Earlier this month, the industry gathered at the Climate Bonds Initiative Annual Conference in London attended by 600 people from all over the globe.
Green finance flows
Climate Bonds Initiative’s Andrew Whiley said that following COP21 in Paris governments were wrestling with transforming Nationally Determined Contributions (NDC) commitments in country climate plans and long tail investment pipelines.
Andrew Whiley said: “Green bonds are now being seen as an important part of those developing climate plans.
Progress at the G20, the Green Finance Study Group, the work of the Task Force on Climate-related Financial Disclosures are all feeding into regulators, asset owners and managers looking for ways to address risk and foster green finance flows that more closely match NDC goals.
The groundbreaking sovereign green issuance from Poland and then France are another lead. With both the G20 and COP23 in Germany this year, other sovereign issuance from G20 or eurozone nations is possible.”
In the meantime, he stresses that multilateral development banks and development finance institutions need to take a more active role in risk-bridging, and regulators and governments need to back this direction. Regulators also need to look at new frameworks.
Despite the increase in prominence of the market, there is still some way to go to achieve regulatory standardization, and a common consensus of what actually constitutes ‘Green’.
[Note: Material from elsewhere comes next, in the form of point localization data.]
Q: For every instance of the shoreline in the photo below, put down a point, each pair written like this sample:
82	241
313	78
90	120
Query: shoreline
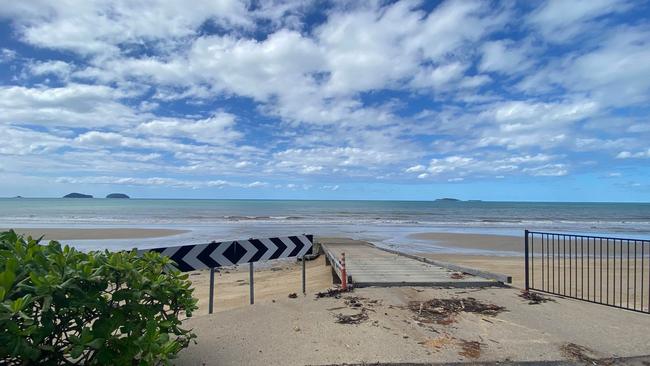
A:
96	233
483	242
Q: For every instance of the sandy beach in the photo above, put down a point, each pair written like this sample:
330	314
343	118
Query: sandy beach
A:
473	241
239	333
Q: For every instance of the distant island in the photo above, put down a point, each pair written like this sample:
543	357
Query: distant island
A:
118	195
77	195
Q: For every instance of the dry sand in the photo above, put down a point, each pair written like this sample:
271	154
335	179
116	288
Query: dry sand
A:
95	233
275	281
304	331
278	330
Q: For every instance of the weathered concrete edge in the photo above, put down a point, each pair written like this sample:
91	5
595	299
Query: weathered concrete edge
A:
454	267
435	284
634	360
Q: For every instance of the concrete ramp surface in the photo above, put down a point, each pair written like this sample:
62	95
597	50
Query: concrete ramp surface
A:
368	265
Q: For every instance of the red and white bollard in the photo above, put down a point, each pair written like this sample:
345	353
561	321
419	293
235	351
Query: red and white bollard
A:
344	274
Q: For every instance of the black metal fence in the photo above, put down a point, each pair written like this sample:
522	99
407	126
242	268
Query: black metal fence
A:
602	270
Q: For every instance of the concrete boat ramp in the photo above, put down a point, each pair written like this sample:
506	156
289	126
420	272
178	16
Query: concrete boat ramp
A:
368	265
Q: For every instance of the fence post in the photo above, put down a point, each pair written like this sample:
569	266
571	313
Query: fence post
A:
526	254
251	283
344	273
210	305
304	279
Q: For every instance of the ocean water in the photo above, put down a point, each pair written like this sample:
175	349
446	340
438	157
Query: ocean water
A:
383	222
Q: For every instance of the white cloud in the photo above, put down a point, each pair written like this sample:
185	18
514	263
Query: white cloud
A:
158	181
560	20
54	67
416	169
456	168
215	130
504	56
100	28
633	155
71	105
7	55
548	170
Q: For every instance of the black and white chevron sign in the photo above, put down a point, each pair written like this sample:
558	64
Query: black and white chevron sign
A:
228	253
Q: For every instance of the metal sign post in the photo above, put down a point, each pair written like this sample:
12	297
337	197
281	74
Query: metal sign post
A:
229	253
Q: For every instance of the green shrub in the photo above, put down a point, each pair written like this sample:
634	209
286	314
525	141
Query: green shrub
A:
61	306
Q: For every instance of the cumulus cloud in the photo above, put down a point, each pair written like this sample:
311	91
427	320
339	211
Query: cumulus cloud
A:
363	91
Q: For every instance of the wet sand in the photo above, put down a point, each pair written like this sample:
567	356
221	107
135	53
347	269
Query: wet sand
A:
474	241
95	233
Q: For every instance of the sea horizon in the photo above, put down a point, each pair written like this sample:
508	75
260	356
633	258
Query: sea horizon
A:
386	222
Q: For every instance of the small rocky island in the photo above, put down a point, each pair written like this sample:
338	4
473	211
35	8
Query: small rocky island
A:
118	195
77	195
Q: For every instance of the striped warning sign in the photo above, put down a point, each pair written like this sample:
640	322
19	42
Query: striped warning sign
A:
228	253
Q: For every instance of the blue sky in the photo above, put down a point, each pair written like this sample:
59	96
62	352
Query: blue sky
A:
326	100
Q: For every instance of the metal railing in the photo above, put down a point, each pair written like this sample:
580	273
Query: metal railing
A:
603	270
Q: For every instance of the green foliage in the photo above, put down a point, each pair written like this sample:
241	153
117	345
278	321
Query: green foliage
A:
60	306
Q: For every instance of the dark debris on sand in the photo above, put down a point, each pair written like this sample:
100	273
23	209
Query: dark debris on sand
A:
444	311
534	298
352	318
469	349
333	292
577	352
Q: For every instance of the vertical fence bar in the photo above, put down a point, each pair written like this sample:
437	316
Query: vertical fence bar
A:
532	259
614	274
582	269
564	262
588	273
526	262
575	261
642	271
570	268
627	285
211	299
635	275
304	276
553	257
601	270
607	282
620	287
250	280
542	238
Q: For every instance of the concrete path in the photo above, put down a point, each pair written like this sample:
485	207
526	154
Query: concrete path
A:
369	266
304	331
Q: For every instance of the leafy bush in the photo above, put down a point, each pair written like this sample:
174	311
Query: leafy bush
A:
61	306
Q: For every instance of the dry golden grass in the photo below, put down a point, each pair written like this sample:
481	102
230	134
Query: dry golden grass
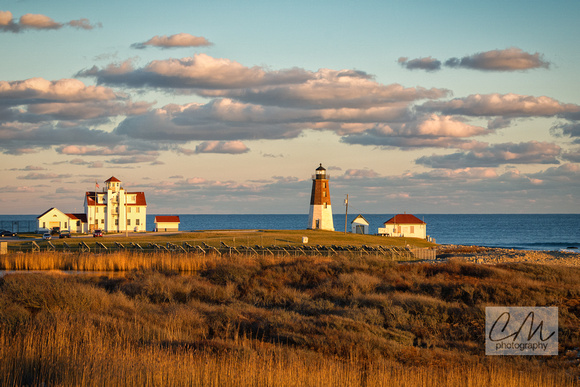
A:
115	261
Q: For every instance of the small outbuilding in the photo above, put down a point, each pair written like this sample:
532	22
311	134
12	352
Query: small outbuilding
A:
78	223
53	218
359	225
167	223
404	225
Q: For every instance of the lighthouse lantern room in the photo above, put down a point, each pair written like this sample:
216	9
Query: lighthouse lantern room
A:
320	215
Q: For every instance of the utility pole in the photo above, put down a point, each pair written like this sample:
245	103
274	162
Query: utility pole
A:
126	228
346	213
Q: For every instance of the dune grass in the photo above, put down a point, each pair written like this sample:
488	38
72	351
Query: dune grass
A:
281	321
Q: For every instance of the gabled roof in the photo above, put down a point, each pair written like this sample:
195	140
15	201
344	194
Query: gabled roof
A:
47	211
81	217
167	219
90	196
360	217
139	198
404	219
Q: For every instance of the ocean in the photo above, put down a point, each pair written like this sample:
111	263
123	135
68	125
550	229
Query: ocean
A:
519	231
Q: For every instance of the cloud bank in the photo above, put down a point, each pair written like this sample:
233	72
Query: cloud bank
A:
174	41
38	22
510	59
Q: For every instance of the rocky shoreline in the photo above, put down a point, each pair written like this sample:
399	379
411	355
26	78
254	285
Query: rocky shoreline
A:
492	256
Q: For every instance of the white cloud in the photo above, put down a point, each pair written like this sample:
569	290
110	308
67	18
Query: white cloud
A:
177	40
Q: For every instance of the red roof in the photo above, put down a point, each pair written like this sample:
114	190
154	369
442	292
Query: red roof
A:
45	212
81	217
167	219
404	219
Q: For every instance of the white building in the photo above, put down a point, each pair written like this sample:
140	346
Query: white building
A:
404	225
53	218
359	225
114	209
75	223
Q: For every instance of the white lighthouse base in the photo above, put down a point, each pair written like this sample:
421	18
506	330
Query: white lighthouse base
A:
320	217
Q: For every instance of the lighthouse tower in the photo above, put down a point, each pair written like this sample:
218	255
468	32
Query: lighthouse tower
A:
320	215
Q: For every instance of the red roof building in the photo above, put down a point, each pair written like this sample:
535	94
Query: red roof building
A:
115	210
404	225
167	223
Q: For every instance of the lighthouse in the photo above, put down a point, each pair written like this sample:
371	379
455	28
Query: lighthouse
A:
320	215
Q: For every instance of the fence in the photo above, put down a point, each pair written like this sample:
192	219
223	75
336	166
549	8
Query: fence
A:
223	249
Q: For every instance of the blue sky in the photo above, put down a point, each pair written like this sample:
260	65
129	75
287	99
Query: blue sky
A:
228	107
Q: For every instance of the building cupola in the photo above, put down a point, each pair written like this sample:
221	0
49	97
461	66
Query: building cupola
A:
113	184
320	172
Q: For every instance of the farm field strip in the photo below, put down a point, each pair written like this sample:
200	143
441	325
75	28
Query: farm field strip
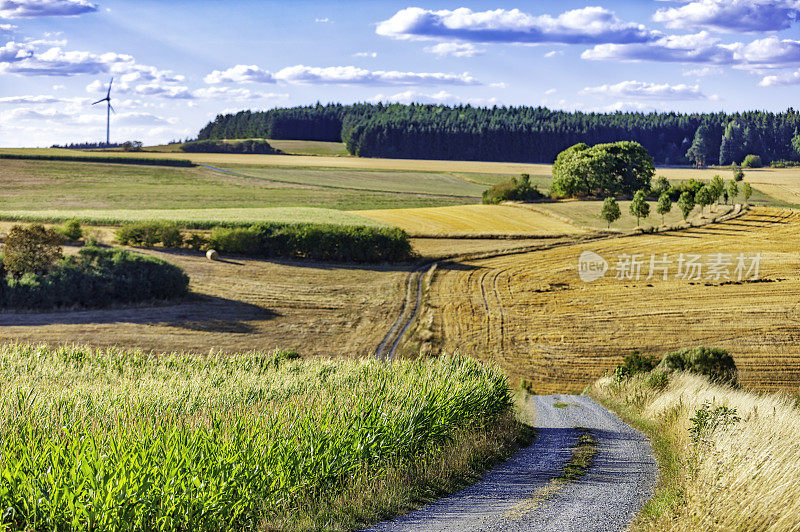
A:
238	305
420	183
530	312
472	220
199	218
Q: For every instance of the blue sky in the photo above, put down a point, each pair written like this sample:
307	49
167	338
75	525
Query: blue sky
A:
178	64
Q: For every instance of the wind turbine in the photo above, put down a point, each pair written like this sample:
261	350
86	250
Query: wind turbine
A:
108	112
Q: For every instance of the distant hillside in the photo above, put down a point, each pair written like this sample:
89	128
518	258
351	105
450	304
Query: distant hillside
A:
519	134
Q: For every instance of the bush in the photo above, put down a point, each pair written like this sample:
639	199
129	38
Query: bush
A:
197	242
314	241
752	161
218	146
712	362
691	186
707	419
635	363
32	249
71	230
512	190
95	277
171	236
148	234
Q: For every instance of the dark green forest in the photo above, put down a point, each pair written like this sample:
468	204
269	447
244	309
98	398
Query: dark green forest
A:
521	134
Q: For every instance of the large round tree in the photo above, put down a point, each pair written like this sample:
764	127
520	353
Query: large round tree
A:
602	170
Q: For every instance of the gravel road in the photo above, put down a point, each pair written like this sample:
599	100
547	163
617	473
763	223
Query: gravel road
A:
518	495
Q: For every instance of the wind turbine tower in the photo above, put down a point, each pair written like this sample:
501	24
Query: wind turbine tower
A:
108	112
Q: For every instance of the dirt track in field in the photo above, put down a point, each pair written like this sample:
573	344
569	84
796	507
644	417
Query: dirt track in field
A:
239	305
532	314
That being said, the Green Bond Principles that were first drafted in 2014 as voluntary process guidelines to recommend transparency and disclosure, and promote integrity in the development of the Green Bond Market have subsequently evolved with the assistance of the International Capital Market Association acting as Secretary.
Its nomination of an executive committee representing recognized issuers, investors and intermediaries in the Green Bond Market has also added credibility.
Beyond climate change
On March 1st, Reuters reported that the largest U.S. government agency — the Department of Defense — plans to forge ahead under the new administration with a decade-long effort to convert its fuel-hungry operations to renewable power, not due to climate change but due to the benefits of green energy in combat zones.
These include reducing the need for easily attacked convoys to deliver diesel fuel to generators, how mobile solar-power units allow soldiers to prowl silently through enemy territory and at sea, gas-electric hybrid battleships save fuel and allow for fewer stops — making them less vulnerable to attacks.